Counsel Appearing on behalf of the Centre for Policy Alternatives, and Transparency International Sri Lanka, Kanageeswaran PC, submitted to the court that the bill if enacted into law will affect the fundamental structure of sovereignty.
He submitted that the bill attempts to create an all-powerful commission that is answerable to no one.
Kanageeswaran PC refers to the commission as an alter-ego of the current and future presidents.
He highlighted the fact that although the bill on multiple occasions refers to the objective of the bill to be “advancement of the national economy” the provisions of the bill do not reflect this.
The counsel pointed out that there is no advancement of the national economy through the port city as investors in the port city are not liable to pay taxes to Sri Lanka.
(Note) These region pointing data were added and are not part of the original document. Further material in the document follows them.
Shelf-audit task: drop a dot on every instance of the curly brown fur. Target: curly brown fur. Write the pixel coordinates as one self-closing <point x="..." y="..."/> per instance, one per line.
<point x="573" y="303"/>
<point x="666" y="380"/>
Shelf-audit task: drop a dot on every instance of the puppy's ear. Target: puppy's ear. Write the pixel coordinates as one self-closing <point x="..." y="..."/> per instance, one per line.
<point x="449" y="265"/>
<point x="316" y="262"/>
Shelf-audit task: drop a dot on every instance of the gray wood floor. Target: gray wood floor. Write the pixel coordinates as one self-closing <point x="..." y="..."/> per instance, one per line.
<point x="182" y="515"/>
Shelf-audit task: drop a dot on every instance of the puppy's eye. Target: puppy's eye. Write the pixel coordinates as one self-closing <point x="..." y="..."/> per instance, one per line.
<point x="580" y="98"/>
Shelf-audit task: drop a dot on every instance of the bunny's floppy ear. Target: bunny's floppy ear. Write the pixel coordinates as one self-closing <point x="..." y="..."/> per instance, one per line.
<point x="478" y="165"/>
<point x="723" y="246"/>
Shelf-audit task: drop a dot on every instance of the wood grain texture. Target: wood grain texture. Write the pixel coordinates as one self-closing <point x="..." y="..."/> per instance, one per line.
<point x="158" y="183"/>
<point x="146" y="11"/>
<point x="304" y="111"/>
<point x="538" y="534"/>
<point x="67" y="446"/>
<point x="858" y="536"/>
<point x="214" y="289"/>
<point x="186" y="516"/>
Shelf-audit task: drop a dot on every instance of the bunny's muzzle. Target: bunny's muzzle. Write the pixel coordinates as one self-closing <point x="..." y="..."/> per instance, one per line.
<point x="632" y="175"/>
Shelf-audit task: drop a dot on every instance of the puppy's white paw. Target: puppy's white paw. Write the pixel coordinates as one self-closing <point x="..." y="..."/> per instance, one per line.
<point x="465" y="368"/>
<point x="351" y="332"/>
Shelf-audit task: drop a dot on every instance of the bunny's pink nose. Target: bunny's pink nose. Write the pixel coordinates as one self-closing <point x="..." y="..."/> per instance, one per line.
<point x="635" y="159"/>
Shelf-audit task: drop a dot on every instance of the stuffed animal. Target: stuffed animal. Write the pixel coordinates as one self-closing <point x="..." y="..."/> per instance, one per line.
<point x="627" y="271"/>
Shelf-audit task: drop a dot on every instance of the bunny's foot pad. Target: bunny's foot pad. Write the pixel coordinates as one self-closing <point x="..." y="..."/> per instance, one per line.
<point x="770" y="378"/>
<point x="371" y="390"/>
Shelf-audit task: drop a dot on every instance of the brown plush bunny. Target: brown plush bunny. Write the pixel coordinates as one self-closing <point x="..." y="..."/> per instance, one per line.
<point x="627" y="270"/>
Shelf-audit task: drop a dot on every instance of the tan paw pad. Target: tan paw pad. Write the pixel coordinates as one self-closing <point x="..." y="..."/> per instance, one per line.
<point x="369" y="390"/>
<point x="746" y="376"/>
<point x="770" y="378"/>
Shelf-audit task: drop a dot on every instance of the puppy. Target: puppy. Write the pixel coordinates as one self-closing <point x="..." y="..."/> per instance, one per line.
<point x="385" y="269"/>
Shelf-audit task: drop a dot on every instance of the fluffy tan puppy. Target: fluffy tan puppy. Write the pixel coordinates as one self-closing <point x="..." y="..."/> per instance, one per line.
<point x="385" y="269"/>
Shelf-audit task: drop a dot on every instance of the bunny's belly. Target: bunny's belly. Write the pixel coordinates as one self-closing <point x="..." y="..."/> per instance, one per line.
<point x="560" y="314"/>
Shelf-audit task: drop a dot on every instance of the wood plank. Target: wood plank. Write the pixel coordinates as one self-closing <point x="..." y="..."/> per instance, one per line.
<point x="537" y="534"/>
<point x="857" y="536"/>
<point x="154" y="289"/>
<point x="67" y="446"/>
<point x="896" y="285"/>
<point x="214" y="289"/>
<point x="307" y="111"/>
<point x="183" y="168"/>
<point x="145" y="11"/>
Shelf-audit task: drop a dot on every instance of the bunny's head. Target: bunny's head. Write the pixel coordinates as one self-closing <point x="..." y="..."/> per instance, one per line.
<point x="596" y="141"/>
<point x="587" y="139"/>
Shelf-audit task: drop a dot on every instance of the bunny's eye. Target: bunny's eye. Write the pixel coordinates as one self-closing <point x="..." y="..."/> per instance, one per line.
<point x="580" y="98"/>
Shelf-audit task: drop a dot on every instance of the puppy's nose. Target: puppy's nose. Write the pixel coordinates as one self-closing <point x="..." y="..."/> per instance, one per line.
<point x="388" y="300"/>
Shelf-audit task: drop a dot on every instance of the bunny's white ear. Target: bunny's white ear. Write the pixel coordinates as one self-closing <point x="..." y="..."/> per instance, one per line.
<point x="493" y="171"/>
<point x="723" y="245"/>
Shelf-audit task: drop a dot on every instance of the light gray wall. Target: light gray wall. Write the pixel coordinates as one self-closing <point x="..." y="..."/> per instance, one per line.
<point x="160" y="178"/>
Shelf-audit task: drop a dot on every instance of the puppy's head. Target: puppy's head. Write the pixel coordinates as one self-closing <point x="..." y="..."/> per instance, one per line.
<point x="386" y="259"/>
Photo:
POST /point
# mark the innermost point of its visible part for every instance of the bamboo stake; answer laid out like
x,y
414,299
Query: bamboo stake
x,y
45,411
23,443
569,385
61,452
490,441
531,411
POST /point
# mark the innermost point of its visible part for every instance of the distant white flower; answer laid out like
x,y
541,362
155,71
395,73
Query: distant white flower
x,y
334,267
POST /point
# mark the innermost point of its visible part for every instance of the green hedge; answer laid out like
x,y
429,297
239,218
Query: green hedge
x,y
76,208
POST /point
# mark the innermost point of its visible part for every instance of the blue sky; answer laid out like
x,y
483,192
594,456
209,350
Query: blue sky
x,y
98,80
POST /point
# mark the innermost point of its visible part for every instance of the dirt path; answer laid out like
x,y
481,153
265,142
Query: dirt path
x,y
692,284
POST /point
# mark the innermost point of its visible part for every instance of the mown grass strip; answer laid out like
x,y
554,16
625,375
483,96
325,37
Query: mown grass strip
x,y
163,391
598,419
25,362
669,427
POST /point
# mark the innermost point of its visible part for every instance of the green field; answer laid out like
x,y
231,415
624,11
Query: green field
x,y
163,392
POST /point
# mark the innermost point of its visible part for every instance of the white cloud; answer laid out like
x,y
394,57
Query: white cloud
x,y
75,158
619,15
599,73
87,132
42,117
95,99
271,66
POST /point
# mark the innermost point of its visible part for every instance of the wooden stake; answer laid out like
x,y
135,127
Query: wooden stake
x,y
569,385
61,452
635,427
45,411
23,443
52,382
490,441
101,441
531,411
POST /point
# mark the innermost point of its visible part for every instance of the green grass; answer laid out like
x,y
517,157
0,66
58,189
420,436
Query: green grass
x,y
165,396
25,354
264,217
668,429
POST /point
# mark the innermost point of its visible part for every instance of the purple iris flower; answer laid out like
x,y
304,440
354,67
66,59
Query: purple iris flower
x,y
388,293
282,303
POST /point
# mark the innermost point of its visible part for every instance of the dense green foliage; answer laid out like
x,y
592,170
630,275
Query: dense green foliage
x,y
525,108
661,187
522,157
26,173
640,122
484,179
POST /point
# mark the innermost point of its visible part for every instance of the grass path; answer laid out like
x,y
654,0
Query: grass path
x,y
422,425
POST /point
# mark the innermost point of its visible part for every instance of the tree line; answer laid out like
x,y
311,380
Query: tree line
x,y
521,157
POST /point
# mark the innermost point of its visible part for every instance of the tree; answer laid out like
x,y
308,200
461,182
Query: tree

He also pointed out that there is no parliamentary oversight for this all-powerful commission administering the port city and therefore is contrary to constitutional provisions that vest the control of public finances with parliament.
Making submissions in court M.A. Sumanthiran PC highlighted the provisions allowing non-citizens to be appointed to the all-powerful commission proposed to be established under the bill, which would affect the sovereignty of Sri Lanka.
He also pointed out that the tax exemptions and exemptions from other levies included in the bill would be detrimental to the economy of the country.
Sumanthiran PC stated that the bill disallows citizens of Sri Lanka who have legally earned money in Sri Lanka to invest in the Port City, and discriminates among Citizens and Non-citizens to the detriment of the Citizens of Sri Lanka.
Counsel appearing on behalf of the General Secretary of the United National Party submitted that the Port City Economic commission is vested with the ultimate power to control and manage all aspects of human life and interactions at the port city, sans any oversight of parliament.
He pointed out that the powers vested with the commission are such that they could sue the state of Sri Lanka in the event any provisions of the current acts are amended.
Also that it completely ousts the jurisdiction of the court in matters occurring in the port city by requiring all matters to be solved by compulsory arbitration, which is an oxymoron in itself.